以下、『「国産だから大丈夫」は本当か [3] 実は緩い? 残留農薬、日本の安全基準』より要約です。

■EU基準値の300倍
・農業に使われ殺虫剤にネオニコチノイド系農薬(以下、ネオニコ)があります。平成5年頃から使われている殺虫剤の総称で、農薬取締法に基づき、7つの化学物質がネオニコ系殺虫剤として登録されています。

・市販のお茶から検出したネオニコを分析した大学の研究論文によると、検出された数値で最も高かったのはジノテフランという製品。茶葉から検出されたのは、3004ppm(ppmは10億分のいくらかを示す濃度)で、プールにインクを1滴ほど垂らした程度でした、

・日本の基準値を下回っており「なんだ、そんな微量か」と思われそうですが、実は、欧州連合(EU)の基準値10ppmの”300倍”を超えていて、輸出すると検疫ではねられてしまうほど高いレベルだったようです。

■「見えない毒性」の怖さ
・食品に残留する農薬の数値は高いよりも低い方が安全で、数値が低ければ、毒性も低いことになりますが、最近の研究ではどうも単純にそう言えなくなっているそうです。ここ数年、農薬の毒性で問題になっているのは「見えない毒性」、つまり「今すぐ健康に影響がでない」毒性です。

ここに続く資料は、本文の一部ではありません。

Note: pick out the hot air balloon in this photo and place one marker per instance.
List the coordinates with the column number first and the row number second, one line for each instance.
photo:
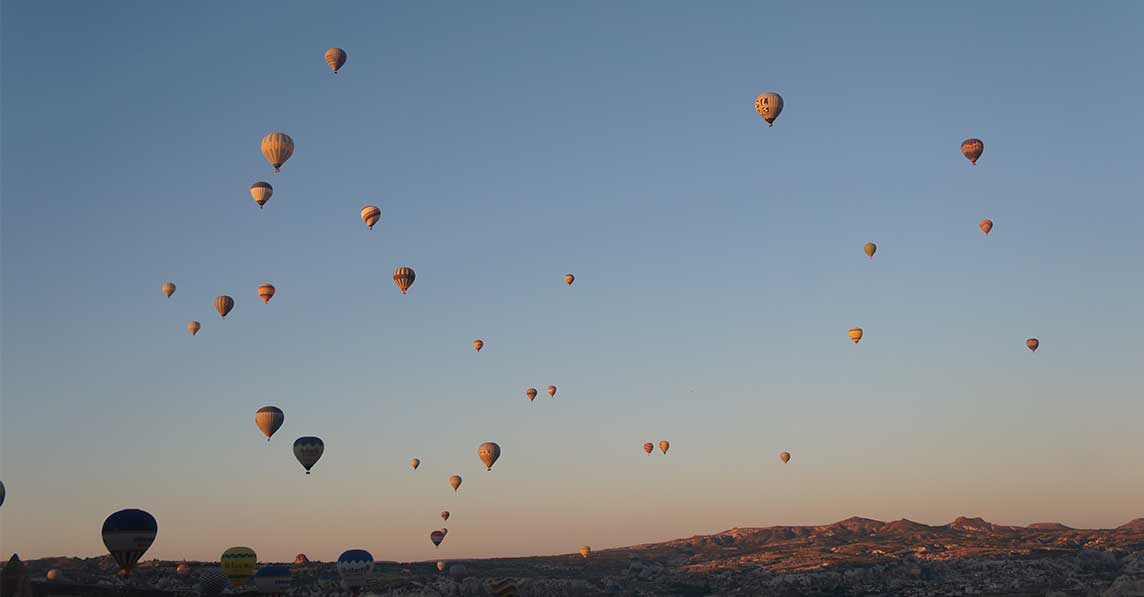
column 223, row 304
column 404, row 277
column 769, row 105
column 272, row 580
column 371, row 214
column 238, row 564
column 355, row 567
column 971, row 149
column 335, row 57
column 128, row 534
column 269, row 419
column 489, row 452
column 308, row 450
column 261, row 192
column 213, row 581
column 277, row 148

・マウスによる実験で、ネオニコを与えると、ADHD(注意欠陥・多動性障害)、自閉症スペクトラム障害といった発達障害と同じような行動を起こすという試験結果もあります。その他、免疫細胞を活性化する腸内細菌叢が変化し、アレルギーなど炎症を抑える善玉菌が減り、花粉症やアトピー性皮膚炎などのアレルギー疾患、それに関節リウマチなどの自己免疫疾患を増やすこと、肥満を加速する可能性も指摘されています。

・また、ウズラやマウスを使った実験では、ネオニコを投与すると、活性酸素を増やし、さらに男性ホルモンのテストステロンを減らすことも分かったようです。深刻なのは、これが人で起これば、男子の精子が減少して不妊の原因にもなりかねないとのことです。

・これまで農薬は「少量だったら安全」と言われ、残留基準値以下ならば健康に問題はないとされてきましたが、人の中枢神経に影響するとなれば別で、「少量なら安全」とは言えません。

■いつの間にか緩められている基準値
・問題なのは、この基準値がいつの間にか緩められていることです。例えば、2015年、ネオニコのクロチアニジンという殺虫剤の残留基準値が大幅に緩められています。

ほうれん草:3ppm⇒40ppm(約13倍)
春菊   :0.2ppm⇒10ppm(約50倍)
かぶ類の葉:0.002ppm⇒40ppm(2000倍)に引き上がられています。

・毎日食べても大丈夫だろうか。こうした不安に対して、厚生労働省や国の食品安全委員会は、安全性試験に問題がなかったから基準値を上げたという姿勢を崩していません。健康に直結することだから、本来なら試験データを示した上で、なぜ残留基準値を上げる必要があったのか、意思決定の過程を詳らかにするべきですが、詳しい情報は開示されていなようです。

■農薬や化学肥料をたっぷり使った「きれいな野菜」
・基準値を緩めてまで、なぜ農薬を使う必要があるのでしょうか?その責任の一端は、消費者にもあります。虫食いの痕があったり、形や色が悪いものは農産物は嫌われ、形が均一で表面に傷がなく、ピカピカの「きれいな野菜」にしないと、消費者に買ってもらえません。そのため、農薬や化学肥料をたっぷり使うのです。

・日本では有機農産物の需要が増えないのは、有機農産品の価格の高さが一因と考えられていますが、実際は「見た目を気にしない客がいれば採算は十分とれる」そうです。「きれいな野菜」=安全ではありません。未来の子どもたちのことにも思いをはせ、消費者も意識を変える時期に来ています。